2025 revolutioniert China die Drohnenregeln – Europas Luftraum wird sicherer
2025 revolutioniert China die Drohnenregeln – Europas Luftraum wird sicherer
Neue Drohnen-Gesetze und Fortschritte im Luftverkehr prägen die Luftfahrt 2025
2025 hat die Luftfahrtbranche tiefgreifende Veränderungen erlebt: China führte erstmals verbindliche Drohnenregelungen ein, während Europa Fortschritte bei der Integration von Drohnen in den gemeinsamen Luftraum machte. Gleichzeitig sah sich Deutschland weiterhin mit verdächtigen Drohnenaktivitäten in der Nähe wichtiger Einrichtungen konfrontiert.

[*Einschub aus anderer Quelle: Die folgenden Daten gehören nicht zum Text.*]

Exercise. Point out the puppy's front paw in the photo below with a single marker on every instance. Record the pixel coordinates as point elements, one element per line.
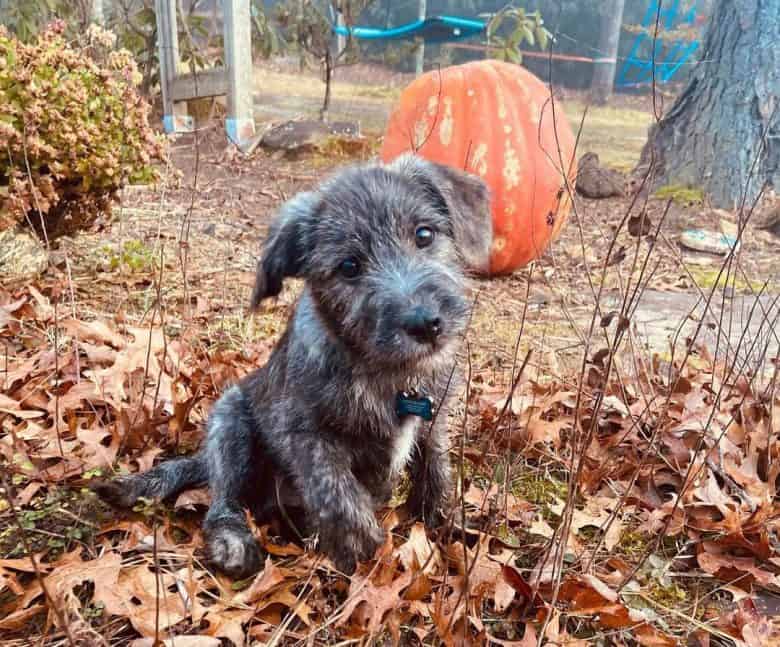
<point>432,508</point>
<point>233,550</point>
<point>348,546</point>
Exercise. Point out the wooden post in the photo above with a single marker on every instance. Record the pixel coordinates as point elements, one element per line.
<point>175,118</point>
<point>420,52</point>
<point>240,122</point>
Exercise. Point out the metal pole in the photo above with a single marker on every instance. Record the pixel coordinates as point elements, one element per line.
<point>420,51</point>
<point>240,122</point>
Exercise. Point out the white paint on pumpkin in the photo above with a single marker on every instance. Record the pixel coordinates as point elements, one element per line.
<point>479,159</point>
<point>447,123</point>
<point>511,167</point>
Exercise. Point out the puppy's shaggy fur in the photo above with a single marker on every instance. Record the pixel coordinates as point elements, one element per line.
<point>382,251</point>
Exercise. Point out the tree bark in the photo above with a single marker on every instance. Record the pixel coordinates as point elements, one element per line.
<point>722,134</point>
<point>609,39</point>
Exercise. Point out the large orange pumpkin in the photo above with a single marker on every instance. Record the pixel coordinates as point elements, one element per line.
<point>495,120</point>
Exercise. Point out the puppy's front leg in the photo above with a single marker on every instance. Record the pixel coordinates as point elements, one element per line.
<point>339,506</point>
<point>431,476</point>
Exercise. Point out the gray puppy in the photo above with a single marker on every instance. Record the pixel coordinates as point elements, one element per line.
<point>340,408</point>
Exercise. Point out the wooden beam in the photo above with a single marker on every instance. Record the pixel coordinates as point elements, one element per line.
<point>208,83</point>
<point>240,122</point>
<point>175,117</point>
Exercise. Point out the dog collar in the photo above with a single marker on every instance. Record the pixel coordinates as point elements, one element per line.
<point>410,403</point>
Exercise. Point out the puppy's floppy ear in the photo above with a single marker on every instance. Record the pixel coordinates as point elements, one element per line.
<point>467,201</point>
<point>285,250</point>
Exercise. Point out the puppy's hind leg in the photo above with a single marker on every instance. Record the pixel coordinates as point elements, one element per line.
<point>232,465</point>
<point>161,482</point>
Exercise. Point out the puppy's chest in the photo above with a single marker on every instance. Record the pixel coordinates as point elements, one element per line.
<point>403,443</point>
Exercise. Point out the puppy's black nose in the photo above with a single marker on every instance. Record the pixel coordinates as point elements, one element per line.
<point>421,324</point>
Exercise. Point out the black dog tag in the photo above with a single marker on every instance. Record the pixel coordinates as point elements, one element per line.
<point>411,404</point>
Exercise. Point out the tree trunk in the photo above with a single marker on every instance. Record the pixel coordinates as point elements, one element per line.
<point>328,81</point>
<point>609,39</point>
<point>722,134</point>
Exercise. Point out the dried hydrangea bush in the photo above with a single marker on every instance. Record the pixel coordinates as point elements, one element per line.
<point>73,129</point>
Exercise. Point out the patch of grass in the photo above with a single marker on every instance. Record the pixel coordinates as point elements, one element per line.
<point>670,596</point>
<point>543,491</point>
<point>53,522</point>
<point>617,135</point>
<point>134,256</point>
<point>680,194</point>
<point>633,543</point>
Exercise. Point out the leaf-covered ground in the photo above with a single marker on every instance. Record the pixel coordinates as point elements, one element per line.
<point>613,489</point>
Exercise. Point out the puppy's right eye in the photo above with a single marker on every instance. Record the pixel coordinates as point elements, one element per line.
<point>349,267</point>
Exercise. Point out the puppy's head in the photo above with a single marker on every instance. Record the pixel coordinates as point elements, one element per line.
<point>383,250</point>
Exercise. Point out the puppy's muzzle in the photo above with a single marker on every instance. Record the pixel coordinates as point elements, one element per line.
<point>422,325</point>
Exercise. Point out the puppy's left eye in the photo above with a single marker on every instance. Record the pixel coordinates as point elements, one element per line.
<point>423,236</point>
<point>349,267</point>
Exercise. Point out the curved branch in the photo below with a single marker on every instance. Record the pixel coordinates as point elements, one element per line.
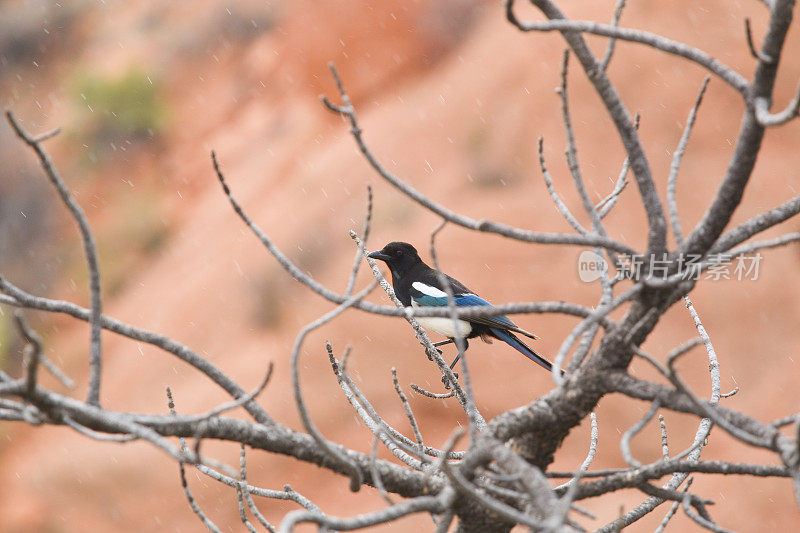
<point>89,248</point>
<point>657,223</point>
<point>727,74</point>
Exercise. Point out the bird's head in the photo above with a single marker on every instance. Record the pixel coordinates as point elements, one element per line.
<point>399,256</point>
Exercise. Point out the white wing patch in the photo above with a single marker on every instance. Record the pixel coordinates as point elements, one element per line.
<point>444,326</point>
<point>428,290</point>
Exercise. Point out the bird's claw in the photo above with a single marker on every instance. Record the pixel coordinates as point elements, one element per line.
<point>446,380</point>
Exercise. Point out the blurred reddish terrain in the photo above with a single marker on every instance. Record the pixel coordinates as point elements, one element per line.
<point>452,99</point>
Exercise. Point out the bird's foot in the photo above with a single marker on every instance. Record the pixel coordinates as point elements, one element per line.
<point>446,380</point>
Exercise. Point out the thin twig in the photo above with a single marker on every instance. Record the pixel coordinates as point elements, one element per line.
<point>672,180</point>
<point>90,250</point>
<point>613,40</point>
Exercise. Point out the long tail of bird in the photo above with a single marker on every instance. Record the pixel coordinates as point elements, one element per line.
<point>513,341</point>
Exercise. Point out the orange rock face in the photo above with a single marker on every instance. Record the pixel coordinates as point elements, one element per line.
<point>452,99</point>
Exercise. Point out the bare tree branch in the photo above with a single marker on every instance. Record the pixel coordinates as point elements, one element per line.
<point>89,247</point>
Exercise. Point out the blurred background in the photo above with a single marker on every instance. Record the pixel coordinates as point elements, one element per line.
<point>452,99</point>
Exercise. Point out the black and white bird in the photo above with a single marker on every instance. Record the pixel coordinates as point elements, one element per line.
<point>418,285</point>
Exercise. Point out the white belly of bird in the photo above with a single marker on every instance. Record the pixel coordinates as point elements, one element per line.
<point>445,326</point>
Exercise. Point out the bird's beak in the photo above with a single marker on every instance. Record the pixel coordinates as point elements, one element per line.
<point>379,255</point>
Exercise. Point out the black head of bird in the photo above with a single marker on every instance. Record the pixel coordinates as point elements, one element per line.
<point>399,256</point>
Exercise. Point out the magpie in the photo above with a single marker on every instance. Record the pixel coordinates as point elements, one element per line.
<point>418,285</point>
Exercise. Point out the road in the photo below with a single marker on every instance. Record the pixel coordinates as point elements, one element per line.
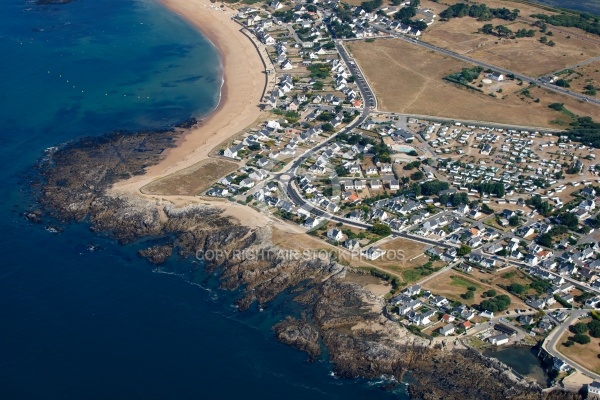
<point>505,71</point>
<point>552,340</point>
<point>580,64</point>
<point>472,122</point>
<point>363,86</point>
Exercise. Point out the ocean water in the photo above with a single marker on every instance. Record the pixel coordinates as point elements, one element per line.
<point>591,6</point>
<point>81,324</point>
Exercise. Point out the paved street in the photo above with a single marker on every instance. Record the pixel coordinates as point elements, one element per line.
<point>553,339</point>
<point>505,71</point>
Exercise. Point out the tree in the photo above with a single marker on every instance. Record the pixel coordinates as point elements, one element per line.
<point>516,288</point>
<point>417,176</point>
<point>496,304</point>
<point>569,220</point>
<point>579,328</point>
<point>488,29</point>
<point>594,328</point>
<point>557,106</point>
<point>545,239</point>
<point>503,31</point>
<point>381,229</point>
<point>463,250</point>
<point>327,127</point>
<point>581,339</point>
<point>468,296</point>
<point>406,13</point>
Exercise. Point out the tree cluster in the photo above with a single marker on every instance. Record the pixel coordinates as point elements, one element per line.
<point>479,11</point>
<point>584,21</point>
<point>586,131</point>
<point>456,199</point>
<point>433,187</point>
<point>496,188</point>
<point>542,206</point>
<point>495,304</point>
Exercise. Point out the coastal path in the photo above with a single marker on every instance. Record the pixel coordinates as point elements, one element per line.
<point>552,339</point>
<point>505,71</point>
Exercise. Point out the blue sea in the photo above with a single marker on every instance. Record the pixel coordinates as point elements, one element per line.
<point>103,324</point>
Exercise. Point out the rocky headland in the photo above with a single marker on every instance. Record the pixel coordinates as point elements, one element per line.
<point>340,316</point>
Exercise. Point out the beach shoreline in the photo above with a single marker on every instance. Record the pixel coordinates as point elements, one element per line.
<point>243,82</point>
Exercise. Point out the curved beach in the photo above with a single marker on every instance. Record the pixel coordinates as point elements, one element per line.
<point>243,84</point>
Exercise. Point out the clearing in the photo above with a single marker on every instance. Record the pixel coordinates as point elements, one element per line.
<point>409,79</point>
<point>451,284</point>
<point>584,354</point>
<point>524,55</point>
<point>192,180</point>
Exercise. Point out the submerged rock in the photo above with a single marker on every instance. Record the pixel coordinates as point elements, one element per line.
<point>344,317</point>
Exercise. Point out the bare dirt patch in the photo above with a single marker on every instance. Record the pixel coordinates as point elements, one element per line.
<point>452,284</point>
<point>406,254</point>
<point>586,75</point>
<point>192,180</point>
<point>584,354</point>
<point>524,55</point>
<point>409,79</point>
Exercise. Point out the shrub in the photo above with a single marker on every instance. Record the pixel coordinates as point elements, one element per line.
<point>516,288</point>
<point>581,339</point>
<point>579,328</point>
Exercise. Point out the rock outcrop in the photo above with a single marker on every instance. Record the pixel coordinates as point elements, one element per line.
<point>341,316</point>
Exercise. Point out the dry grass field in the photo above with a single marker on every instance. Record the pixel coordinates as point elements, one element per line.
<point>586,75</point>
<point>409,254</point>
<point>191,181</point>
<point>523,55</point>
<point>452,284</point>
<point>584,354</point>
<point>409,79</point>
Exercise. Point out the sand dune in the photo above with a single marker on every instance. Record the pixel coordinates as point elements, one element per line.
<point>244,80</point>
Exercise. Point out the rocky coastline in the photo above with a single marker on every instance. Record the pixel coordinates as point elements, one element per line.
<point>340,316</point>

Chinas neues Gesetz markiert den ersten landesweit gültigen, strengen Rechtsrahmen für den Drohnenbetrieb. Die Vorschriften zielen darauf ab, unbemannte Flüge stärker zu kontrollieren und die Sicherheitsstandards zu erhöhen.
In Europa stellte das Deutsche Zentrum für Luft- und Raumfahrt (DLR) aktualisierte Verfahren vor, die Drohnen den sicheren Betrieb neben herkömmlichen Flugzeugen ermöglichen sollen. Diese Anpassungen erfolgen vor dem Hintergrund wachsender Besorgnis über nicht genehmigte Drohneneinsätze. Das Bundeskriminalamt (BKA) verzeichnete in den letzten Jahren über 1.000 verdächtige Flüge in der Nähe von Flughäfen und kritischer Infrastruktur. Trotz des steigenden Luftverkehrsaufkommens gingen Verspätungen 2025 deutlich zurück. Die Lufthansa Group trug dazu bei, indem sie Echtzeitdaten nutzte, um Flugrouten zu optimieren und die Flugsicherung zu modernisieren. Dennoch bleiben nächtliche Flugoperationen umstritten: Allein am Flughafen Frankfurt starteten 29 Maschinen nach 23:00 Uhr wegen Enteisungsarbeiten – eine Entwicklung, die die Debatte über Nachtflüge in der Rhein-Main-Region neu entfachte.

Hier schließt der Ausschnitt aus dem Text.